Dalam hal ini adanya budaya malu atau budaya perasaan bersalah dari warga masyarakat.

Sejalan dengan pendapat diatas bahwa Undang Undang Advokat memberikan hak kepada masyarakat seperti yang diatur didalam pasal 22 ayat (1) menyebutkan Advokat wajib memberikan bantuan hukum secara Cuma Cuma kepada pencari keadilan yang tidak mampu. Dan dalam ayat (2) pelaksanaanya diatur dengan Peraturan Pemerintah, dan sayangnya Peraturan Pemerintahnya belum ada. Berangkat dari ketentuan diatas anggota masyarakat yang tidak mampu berhak untuk meminta bantuan hukum kepada para advokat termasuk advokat yang ternama sekalipun karena hak fakir miskin untuk dibela oleh advokat dijamin oleh undang undang, walaupun peraturan pelaksananya belum ada itu tidak menjadi masalah, karena dapat menggunakan kode etik advokat Indonesia. Ketika seorang Advokat menolak untuk membela fakir miskin karena kemiskinannya tidak sanggup membayarnya advokat, maka sudah jelas advokat tersebut sudah bertentangan dengan kewajiban profesinya, maka berdasarkan pasal 11 tentang pengaduan Kode Etik Advokat Indonesia, anggota masyarakat dapat mengajukan pengaduan ke Dewan Kehormatan Advokat, untuk memintakan keadilan sesuai kewajibannya seorang advokat tidak boleh menolak perkara karena tidak memiliki uang untuk membayarnya.

Kerapkali masyarakat miskin ini selalu menjadi objek ketidak adilan dari para penegak hukum, bahkan hak untuk hidup yang layak di kota kota besar saja rasanya sulit karena selalu berbenturan berbenturan dengan ketentuan ketentuan hukum. Contoh entah sudah diterbitkan atau belum penulis belum mengetahui dengan pasti, yang jelas bahwa di Daerah Khusus Ibu Kota Jakarta akan dibuat perda yang melarang memberi sedekah dijalanan kepada pengemis, sanksinya yang memberi akan kena hukuman.

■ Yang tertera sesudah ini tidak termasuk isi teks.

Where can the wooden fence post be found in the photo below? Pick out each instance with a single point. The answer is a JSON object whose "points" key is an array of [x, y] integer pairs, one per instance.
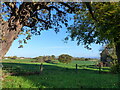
{"points": [[99, 65], [41, 68]]}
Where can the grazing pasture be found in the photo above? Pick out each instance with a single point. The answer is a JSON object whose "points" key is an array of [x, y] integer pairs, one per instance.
{"points": [[57, 75]]}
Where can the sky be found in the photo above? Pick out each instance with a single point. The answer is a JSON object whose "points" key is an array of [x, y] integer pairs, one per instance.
{"points": [[50, 43]]}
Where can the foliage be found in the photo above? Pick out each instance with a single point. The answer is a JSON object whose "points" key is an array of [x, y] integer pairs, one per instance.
{"points": [[36, 16], [65, 58], [102, 28]]}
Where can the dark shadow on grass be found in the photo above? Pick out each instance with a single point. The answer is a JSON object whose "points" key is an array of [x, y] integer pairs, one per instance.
{"points": [[33, 69]]}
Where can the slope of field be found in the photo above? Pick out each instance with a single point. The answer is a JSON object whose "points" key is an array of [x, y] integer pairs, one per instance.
{"points": [[57, 75]]}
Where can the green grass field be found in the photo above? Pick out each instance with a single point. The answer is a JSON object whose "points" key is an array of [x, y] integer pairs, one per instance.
{"points": [[57, 75]]}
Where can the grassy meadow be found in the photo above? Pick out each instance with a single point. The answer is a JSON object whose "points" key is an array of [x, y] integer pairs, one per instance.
{"points": [[57, 75]]}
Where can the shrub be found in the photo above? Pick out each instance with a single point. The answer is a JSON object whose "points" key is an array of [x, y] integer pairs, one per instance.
{"points": [[64, 58], [115, 68]]}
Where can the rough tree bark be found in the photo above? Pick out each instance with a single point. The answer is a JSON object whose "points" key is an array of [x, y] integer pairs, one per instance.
{"points": [[7, 36], [118, 52]]}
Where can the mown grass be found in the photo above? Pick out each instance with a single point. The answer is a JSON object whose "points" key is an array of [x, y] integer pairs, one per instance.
{"points": [[58, 75]]}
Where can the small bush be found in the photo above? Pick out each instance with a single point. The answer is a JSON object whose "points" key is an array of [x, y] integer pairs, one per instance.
{"points": [[115, 68]]}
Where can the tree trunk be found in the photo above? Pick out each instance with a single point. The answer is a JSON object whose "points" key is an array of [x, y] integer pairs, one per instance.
{"points": [[7, 36], [118, 51]]}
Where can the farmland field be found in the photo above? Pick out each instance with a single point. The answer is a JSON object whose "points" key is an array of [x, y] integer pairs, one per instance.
{"points": [[57, 75]]}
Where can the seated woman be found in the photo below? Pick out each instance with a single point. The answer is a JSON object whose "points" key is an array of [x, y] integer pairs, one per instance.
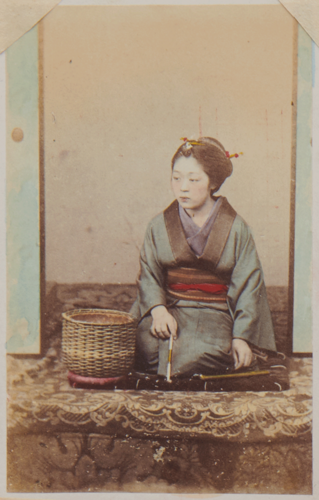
{"points": [[200, 277]]}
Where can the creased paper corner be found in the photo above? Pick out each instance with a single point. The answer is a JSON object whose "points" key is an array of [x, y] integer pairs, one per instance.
{"points": [[19, 16], [306, 12]]}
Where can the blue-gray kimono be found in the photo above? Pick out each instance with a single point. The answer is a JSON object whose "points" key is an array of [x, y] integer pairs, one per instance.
{"points": [[205, 329]]}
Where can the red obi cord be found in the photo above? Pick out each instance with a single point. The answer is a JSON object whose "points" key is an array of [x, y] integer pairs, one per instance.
{"points": [[203, 287]]}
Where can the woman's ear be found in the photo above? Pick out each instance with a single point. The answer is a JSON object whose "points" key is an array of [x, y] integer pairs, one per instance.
{"points": [[213, 189]]}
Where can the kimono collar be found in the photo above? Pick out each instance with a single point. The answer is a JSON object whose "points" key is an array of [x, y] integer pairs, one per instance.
{"points": [[216, 241], [197, 236]]}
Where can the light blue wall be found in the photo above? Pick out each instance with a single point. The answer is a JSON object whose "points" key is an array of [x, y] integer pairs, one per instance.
{"points": [[302, 317], [23, 250]]}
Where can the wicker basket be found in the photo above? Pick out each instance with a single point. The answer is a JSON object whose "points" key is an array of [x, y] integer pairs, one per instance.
{"points": [[98, 342]]}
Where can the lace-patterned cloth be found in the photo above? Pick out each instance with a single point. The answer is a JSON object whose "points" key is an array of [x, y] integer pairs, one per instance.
{"points": [[39, 397]]}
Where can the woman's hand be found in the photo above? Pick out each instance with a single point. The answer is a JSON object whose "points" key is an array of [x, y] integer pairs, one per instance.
{"points": [[164, 324], [242, 353]]}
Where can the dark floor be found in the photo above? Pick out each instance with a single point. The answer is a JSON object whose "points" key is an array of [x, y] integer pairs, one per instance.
{"points": [[61, 439]]}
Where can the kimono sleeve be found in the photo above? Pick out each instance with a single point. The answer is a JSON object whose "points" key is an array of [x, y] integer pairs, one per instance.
{"points": [[247, 298], [151, 280]]}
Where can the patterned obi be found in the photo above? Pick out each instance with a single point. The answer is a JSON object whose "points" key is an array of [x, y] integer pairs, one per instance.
{"points": [[195, 284]]}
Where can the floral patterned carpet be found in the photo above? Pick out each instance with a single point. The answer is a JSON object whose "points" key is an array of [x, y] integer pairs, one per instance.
{"points": [[64, 439]]}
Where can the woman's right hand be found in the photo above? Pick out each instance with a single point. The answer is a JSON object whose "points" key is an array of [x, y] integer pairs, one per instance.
{"points": [[164, 324]]}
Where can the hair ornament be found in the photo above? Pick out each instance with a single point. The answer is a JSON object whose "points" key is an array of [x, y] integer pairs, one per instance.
{"points": [[191, 143], [234, 155]]}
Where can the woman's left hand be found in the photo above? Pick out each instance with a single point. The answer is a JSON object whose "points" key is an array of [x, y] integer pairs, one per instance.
{"points": [[242, 353]]}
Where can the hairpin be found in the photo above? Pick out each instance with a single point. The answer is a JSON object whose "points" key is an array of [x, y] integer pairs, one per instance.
{"points": [[191, 143], [233, 156]]}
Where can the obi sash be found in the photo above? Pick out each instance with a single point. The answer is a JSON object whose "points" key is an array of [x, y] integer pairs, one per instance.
{"points": [[195, 284]]}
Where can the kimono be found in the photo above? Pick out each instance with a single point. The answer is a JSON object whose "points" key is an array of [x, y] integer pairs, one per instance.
{"points": [[206, 326]]}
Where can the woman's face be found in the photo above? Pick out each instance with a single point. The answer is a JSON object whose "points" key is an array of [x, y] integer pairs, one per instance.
{"points": [[190, 184]]}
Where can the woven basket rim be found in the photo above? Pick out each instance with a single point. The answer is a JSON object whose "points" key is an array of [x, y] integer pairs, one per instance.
{"points": [[88, 311]]}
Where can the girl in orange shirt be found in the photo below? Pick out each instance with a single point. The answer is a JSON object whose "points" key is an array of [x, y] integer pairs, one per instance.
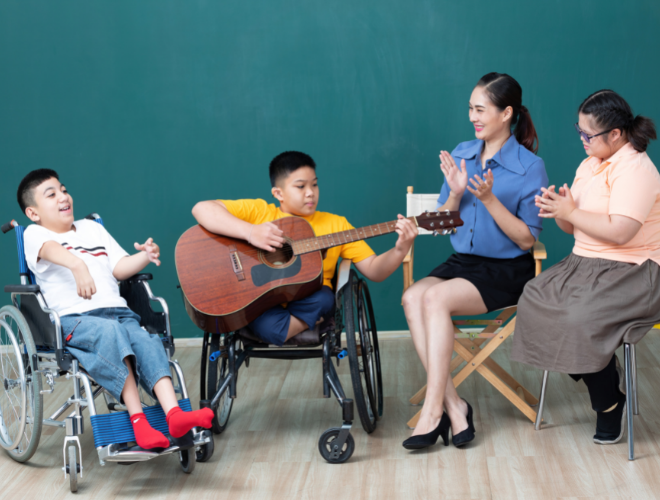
{"points": [[574, 316]]}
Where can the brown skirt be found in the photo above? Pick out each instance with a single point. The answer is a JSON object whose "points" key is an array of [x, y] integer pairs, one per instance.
{"points": [[572, 317]]}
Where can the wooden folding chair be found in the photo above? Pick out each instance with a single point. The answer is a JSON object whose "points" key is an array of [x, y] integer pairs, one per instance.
{"points": [[474, 348]]}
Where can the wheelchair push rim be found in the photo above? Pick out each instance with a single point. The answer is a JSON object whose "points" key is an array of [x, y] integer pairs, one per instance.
{"points": [[20, 390], [362, 345]]}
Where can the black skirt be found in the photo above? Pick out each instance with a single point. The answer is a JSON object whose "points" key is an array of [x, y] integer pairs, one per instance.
{"points": [[499, 281]]}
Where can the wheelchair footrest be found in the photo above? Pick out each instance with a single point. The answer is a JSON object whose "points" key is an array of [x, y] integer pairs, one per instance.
{"points": [[116, 427]]}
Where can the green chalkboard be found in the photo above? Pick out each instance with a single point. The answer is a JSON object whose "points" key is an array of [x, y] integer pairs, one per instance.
{"points": [[147, 107]]}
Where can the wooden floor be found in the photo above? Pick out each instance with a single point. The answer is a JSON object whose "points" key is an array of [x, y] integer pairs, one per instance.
{"points": [[269, 450]]}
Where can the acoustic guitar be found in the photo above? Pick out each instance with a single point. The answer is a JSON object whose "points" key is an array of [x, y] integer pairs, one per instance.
{"points": [[228, 283]]}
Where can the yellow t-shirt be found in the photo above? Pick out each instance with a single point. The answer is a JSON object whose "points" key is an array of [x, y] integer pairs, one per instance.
{"points": [[258, 212]]}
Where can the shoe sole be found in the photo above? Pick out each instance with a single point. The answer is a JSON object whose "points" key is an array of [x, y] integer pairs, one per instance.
{"points": [[623, 430]]}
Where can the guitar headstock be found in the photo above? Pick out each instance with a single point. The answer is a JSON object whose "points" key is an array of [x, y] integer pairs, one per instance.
{"points": [[439, 222]]}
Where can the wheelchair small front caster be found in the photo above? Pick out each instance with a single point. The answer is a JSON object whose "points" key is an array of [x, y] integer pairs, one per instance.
{"points": [[72, 468], [205, 451], [336, 445], [187, 459]]}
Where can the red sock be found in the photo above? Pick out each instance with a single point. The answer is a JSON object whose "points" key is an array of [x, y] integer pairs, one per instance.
{"points": [[180, 421], [146, 436]]}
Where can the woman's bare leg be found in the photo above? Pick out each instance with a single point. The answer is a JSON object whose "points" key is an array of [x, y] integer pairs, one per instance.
{"points": [[413, 308], [440, 303]]}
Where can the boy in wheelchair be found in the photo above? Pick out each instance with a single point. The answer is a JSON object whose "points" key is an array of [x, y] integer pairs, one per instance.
{"points": [[295, 186], [77, 265]]}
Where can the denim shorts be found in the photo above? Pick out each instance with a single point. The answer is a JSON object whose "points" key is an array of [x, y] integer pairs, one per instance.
{"points": [[273, 326], [103, 338]]}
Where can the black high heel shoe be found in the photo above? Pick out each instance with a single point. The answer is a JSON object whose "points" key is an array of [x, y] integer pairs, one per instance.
{"points": [[426, 440], [464, 437]]}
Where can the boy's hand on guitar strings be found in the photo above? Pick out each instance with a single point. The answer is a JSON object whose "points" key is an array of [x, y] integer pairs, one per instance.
{"points": [[407, 231], [151, 249], [266, 236]]}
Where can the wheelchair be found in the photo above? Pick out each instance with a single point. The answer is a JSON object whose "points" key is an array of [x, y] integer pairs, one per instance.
{"points": [[224, 354], [33, 351]]}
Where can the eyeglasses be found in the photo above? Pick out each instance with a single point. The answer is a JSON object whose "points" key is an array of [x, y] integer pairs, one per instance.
{"points": [[587, 138]]}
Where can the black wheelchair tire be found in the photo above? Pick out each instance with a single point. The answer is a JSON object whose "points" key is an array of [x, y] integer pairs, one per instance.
{"points": [[216, 372], [365, 411], [369, 334], [13, 317]]}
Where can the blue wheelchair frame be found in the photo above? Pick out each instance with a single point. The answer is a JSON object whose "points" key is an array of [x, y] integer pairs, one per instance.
{"points": [[49, 359]]}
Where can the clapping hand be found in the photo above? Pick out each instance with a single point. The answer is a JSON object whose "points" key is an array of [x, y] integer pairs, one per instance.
{"points": [[151, 249], [455, 177], [482, 188]]}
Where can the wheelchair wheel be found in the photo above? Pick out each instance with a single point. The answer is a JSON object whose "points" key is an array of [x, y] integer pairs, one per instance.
{"points": [[362, 346], [217, 371], [187, 460], [326, 446], [21, 401]]}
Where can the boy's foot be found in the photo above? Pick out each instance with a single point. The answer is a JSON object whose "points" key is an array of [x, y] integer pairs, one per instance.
{"points": [[610, 425], [146, 436], [180, 421]]}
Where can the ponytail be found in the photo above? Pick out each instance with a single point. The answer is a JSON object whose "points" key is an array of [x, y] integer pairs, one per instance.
{"points": [[504, 91], [609, 111], [525, 131], [641, 132]]}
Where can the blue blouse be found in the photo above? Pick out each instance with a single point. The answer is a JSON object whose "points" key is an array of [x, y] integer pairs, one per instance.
{"points": [[518, 176]]}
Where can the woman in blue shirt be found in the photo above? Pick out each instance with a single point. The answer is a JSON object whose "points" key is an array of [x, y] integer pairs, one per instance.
{"points": [[494, 189]]}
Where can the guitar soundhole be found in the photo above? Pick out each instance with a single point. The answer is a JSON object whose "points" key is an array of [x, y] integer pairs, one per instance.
{"points": [[282, 257]]}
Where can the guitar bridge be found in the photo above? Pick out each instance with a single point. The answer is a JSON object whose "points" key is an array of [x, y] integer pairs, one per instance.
{"points": [[236, 263]]}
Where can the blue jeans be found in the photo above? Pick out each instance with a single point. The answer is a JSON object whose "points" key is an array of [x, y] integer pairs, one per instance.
{"points": [[273, 326], [103, 338]]}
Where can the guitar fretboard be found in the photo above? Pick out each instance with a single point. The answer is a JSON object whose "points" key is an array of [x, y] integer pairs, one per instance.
{"points": [[335, 239]]}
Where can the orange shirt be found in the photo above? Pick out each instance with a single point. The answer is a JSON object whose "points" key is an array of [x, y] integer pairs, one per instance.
{"points": [[258, 212], [626, 184]]}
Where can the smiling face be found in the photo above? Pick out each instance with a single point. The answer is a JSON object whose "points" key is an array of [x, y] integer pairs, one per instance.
{"points": [[53, 206], [298, 192], [602, 146], [489, 121]]}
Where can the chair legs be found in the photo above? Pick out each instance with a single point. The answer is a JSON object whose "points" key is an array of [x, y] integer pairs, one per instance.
{"points": [[633, 363], [539, 413], [632, 408], [629, 399]]}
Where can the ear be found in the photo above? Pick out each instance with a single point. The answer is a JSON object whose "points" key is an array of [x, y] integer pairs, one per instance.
{"points": [[32, 214], [277, 193], [507, 113]]}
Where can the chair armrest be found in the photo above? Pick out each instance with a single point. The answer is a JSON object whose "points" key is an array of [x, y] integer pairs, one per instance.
{"points": [[22, 289], [539, 251], [343, 274], [140, 277]]}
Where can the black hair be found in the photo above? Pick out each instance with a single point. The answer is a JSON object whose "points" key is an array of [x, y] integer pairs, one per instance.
{"points": [[25, 194], [504, 91], [287, 162], [609, 111]]}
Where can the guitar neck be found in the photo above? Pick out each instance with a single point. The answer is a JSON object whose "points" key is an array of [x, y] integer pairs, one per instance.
{"points": [[336, 239]]}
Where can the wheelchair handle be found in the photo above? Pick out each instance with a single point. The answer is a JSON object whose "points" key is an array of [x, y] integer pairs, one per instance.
{"points": [[8, 226]]}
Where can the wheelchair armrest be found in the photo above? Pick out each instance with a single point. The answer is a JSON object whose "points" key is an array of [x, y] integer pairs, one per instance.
{"points": [[22, 289], [343, 274], [140, 277]]}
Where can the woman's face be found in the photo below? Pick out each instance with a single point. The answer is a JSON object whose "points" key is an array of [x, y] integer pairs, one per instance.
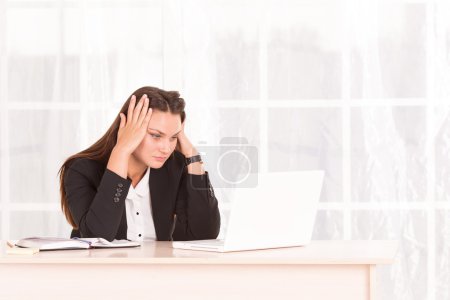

Artinya perda ini yang tidak lain produk hukum positif yang mendorong kepada para penegak hukum untuk melakukan atau melegalkan ketidak adilan pada golongan kaum miskin, sehingga sudah menjadi pemandangan biasa dijalanan para Aparat Trantib DKI berburu dan berkejar kejaran dengan para peminta minta jalanan, kadangkala para peminta minta dengan panik berlari tanpa memperhatikan kendaraan yang lalu lalang sehingga terjadi kecelakaan, pemandangan yang seperti ini bukan hal yang biasa, akan tetapi hal yang sangat memprihatinkan. Penulis yakin para advokat yang berpraktek di kota kota besar seperti di DKI pernah menyaksikan kejadian tersebut diatas baik langsung maupun melalui TV, media cetak, akan tetapi hatinya tidak tergerak untuk membantu secara hukum, padahal kemulian profesinya terletak pada orang orang miskin ini. Bagaimana mungkin orang orang miskin jika berhadapan dengan aparat penegak hukum dapat mengajukan pembelaan atas hak sebagai rakyat Bangsa Indonesia yang dilindungi secara konstitusi. Tentu peran advokatlah yang diharapkan dapat tampil mewakili kaum miskin ini untuk membela baik didalam maupun diluar pengadilan untuk kepentingan hukum para fakir miskin. Dan satu hal lagi kebiasaan dari pemerintah

DKI yang mendorong timbulnya kesenjangan social begitu tajam, karena ada perlakuan yang tidak adil terhadap para pendatang yang mengadu nasib di Jakarta se olah olah Jakarta tertutup untuk pendatang yang tidak memiliki keahlian(skill) , biasanya dilakukan setelah hari Idul Fitri selalu mengadakan operasi Yustisia terhadap para pendatang, akan tetapi anehnya operasi itu hanya ditujukan pada rakyat kecil saja, kenapa terhadap pendatang pendatang yang ada dirumah rumah elit tidak pernah dilakukan operasi justsio, tidak ada jaminan yang dirumah mewah itu memiliki KTP DKI. Karena kesadaran hukum mayarakat yang masih rendah, maka segala perlakuan para penegak hukum diterimanya denga pasrah, sift nerima dengan pasrah ini juga dipengaruhi oleh kultur dan budaya masyarakat berasal dari tempat asalnya. Jika aparat konsisten terhadap hukum, sebaiknya dalam operasi justisia itu kalau merujuk pada isi konsideran Undang Undang Advokat, dimana advokat sebagai salah satu pilar peradilan, maka sebaiknya advokat diikut sertakan dalam oprasi justisia tersebut.

C.

HAK DAN KEWAJIBAN ADVOKAT. Didalam konsideran Undang Undang Advokat bahwa kekuasaan kehakiman yang bebas dari segala campur tangan dan pengaruh gari luar, memerlukan profesi Advokat yang bebas, mandiri, dan bertanggung jawab, untuk terselenggaranya suatu peradilan yang jujur, adil, dan memiliki kepastian hukum,kebenaran, keadilan, dan hak asasi manusia. Artinya apabila disimpulkan dari apa yang diuraikan dalam konsideran diatas, begitu hebatnya profesi advokat, begitu terhormat dan mulianya kedudukan profesi advokat, karena diperlukan dan

dijadikan salah satu pilar pengadilan dan sekaligus diberikan kehormatan seolah olah dengan kehadiran advokat menjadi pilar pengadilan akan tercipta suatu peradilan yang jujur, adil bagi pencari keadilan.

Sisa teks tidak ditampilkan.